Search for missing Ryder Cup medals

Appeal for original GB&I awards

Bob Warters's picture
Sun, 3 Oct 2010

Search for missing Ryder Cup medals

The search is on to find seven missing medals awarded to Great Britain and Ireland players at the first Ryder Cup in Worcester, Massachusetts in 1927.

So far only one gold medal, awarded to Fred Robson, who played in the first three matches, has been found.
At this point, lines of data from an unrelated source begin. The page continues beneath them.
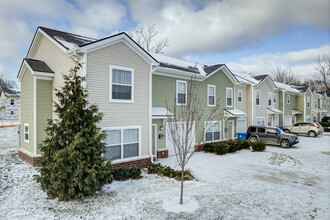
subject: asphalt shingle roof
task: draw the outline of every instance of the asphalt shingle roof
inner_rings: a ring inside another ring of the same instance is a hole
[[[215,65],[212,65],[212,66],[206,66],[206,67],[204,67],[204,71],[206,72],[206,74],[210,74],[210,73],[217,70],[218,68],[220,68],[223,65],[224,64],[215,64]]]
[[[53,70],[44,61],[28,58],[25,58],[24,60],[27,62],[27,64],[31,67],[33,71],[54,73]]]

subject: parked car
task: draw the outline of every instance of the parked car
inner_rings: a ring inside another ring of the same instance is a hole
[[[317,122],[299,122],[292,126],[283,128],[285,133],[305,134],[310,137],[316,137],[323,133],[323,127]]]
[[[324,116],[322,119],[321,119],[322,122],[330,122],[330,116]]]
[[[299,143],[297,135],[284,133],[276,127],[250,126],[247,130],[247,139],[251,142],[264,142],[266,144],[280,145],[288,148]]]

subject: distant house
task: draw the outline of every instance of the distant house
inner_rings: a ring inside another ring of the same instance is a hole
[[[14,88],[0,88],[0,119],[18,120],[21,93]]]

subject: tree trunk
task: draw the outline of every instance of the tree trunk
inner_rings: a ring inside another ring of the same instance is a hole
[[[184,175],[184,167],[181,168],[181,194],[180,194],[179,204],[183,204],[183,175]]]

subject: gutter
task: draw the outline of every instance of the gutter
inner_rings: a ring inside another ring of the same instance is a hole
[[[153,68],[154,67],[154,68]],[[158,66],[150,65],[150,75],[149,75],[149,155],[151,163],[155,163],[154,155],[152,154],[152,74],[158,70]],[[157,154],[157,149],[155,150]],[[156,157],[156,155],[155,155]]]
The PGA at The Belfry already has it in its heritage collection donated by his grandson.

PGA Heritage Executive David Wright is hoping to add at least another medal to the memorabilia collection which has proved a popular attraction in the tented village at this week's Ryder Cup.
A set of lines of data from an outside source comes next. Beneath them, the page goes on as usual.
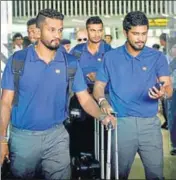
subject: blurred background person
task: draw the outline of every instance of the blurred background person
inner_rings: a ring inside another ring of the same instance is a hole
[[[25,36],[23,38],[23,49],[28,47],[29,45],[31,44],[31,41],[29,40],[29,37],[28,36]]]
[[[167,62],[168,64],[171,62],[172,58],[169,54],[169,44],[170,44],[170,38],[169,35],[167,33],[162,33],[159,36],[159,40],[160,40],[160,45],[163,47],[162,52],[165,54],[166,58],[167,58]]]
[[[160,45],[163,47],[163,53],[166,55],[167,53],[167,42],[169,41],[169,35],[167,33],[162,33],[159,36]]]
[[[27,22],[27,33],[28,38],[31,43],[36,43],[37,40],[40,38],[38,34],[38,28],[36,27],[36,18],[31,18]]]
[[[13,35],[13,52],[23,49],[23,36],[21,33],[16,33]]]
[[[76,33],[76,40],[77,40],[78,44],[87,42],[87,40],[88,40],[87,30],[79,29]]]
[[[107,44],[111,45],[111,42],[112,42],[112,36],[110,34],[106,34],[104,36],[104,40]]]
[[[153,44],[152,48],[159,51],[160,50],[160,45],[159,44]]]
[[[66,52],[69,53],[71,48],[71,41],[69,39],[62,39],[60,43],[65,48]]]
[[[160,45],[163,47],[162,52],[165,54],[168,64],[171,59],[168,55],[168,43],[169,43],[169,35],[167,33],[162,33],[159,36]],[[162,124],[161,128],[168,129],[168,116],[170,109],[170,101],[167,98],[161,100],[162,102],[162,112],[165,119],[165,122]]]
[[[171,44],[170,55],[172,61],[169,64],[172,85],[173,85],[173,95],[170,98],[170,109],[168,114],[168,129],[170,132],[171,141],[171,151],[170,154],[176,156],[176,38],[174,38],[174,45]]]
Inscribed with the PGA crest on the front and the name of the player on the back, the medals were given as a symbolic token for taking part in the inaugural matches won by the United States at Worcester Country Club.

GB&I’s team was captained by Ted Ray, who played with Robson in the opening foursome and the rest of the team comprised Aubrey Boomer, Archie Compston, George Duncan, George Gadd, Arthur Havers, Herbert Jolly and Charlie Whitcombe.
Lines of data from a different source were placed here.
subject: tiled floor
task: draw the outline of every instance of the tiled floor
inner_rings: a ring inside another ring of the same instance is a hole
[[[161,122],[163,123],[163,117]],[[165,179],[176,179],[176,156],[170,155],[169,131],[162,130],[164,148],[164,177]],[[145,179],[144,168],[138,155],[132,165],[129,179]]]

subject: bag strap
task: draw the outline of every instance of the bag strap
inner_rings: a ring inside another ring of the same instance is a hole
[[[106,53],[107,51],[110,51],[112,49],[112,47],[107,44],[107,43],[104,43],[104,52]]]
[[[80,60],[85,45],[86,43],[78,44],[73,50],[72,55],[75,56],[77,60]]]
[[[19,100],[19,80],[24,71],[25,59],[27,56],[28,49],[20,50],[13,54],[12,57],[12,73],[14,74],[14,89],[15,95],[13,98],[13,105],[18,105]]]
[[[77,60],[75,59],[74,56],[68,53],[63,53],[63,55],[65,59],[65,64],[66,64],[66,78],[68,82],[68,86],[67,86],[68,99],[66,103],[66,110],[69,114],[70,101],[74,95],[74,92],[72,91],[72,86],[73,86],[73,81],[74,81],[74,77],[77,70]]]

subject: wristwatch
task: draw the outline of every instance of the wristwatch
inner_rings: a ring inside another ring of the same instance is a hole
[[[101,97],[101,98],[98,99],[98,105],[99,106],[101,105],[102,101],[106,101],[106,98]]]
“If there was one there must be eight others out there somewhere,” said Wright. “I’ve no idea where, perhaps in a descendant’s attic somewhere or uncovered for lack of interest.

"We would welcome the opportunity to find out possibly acquire them because building the memorabilia collection to reflect the trophy’s heritage is one of the significant aspects of the PGA’s role as the custodians of the Ryder Cup trophy.”


The origins of the collection, which thusands have seen in Newport and Cardiff as well as at the event, dates back to the aftermath of 1993 matches at The Belfry when a committee was created. Since then Wright has painstakingly hunted down mementoes from the competition to add to those they already possessed.

Among the items on display is a banquet menu from the opening matches in 1927 - one of only three in existence - and a 1929 progamme from Moortown, the first time the event was staged in England.

Signed dinner menus from pre-war matches through the 1930s also feature with signatures from the great players that have contested the famous gold trophy such as the Whitcombe brothers, Henry Cotton, Dai Rees, Percy Alliss, Walter Hagen and Gene Sarazen.

Among those is a 1931 dinner menu at Scioto Country Club which includes the signature of the first Welshman to play in the event, Bert Hodson.

“My task has been to identify items which would enhance that journey down memory lane,” added Wright.

“The Ryder Cup has captured the public imagination so much down the years that compiling a collection seems a fitting way to reflect that interest and enable golf fans to share in the history of this great competition.”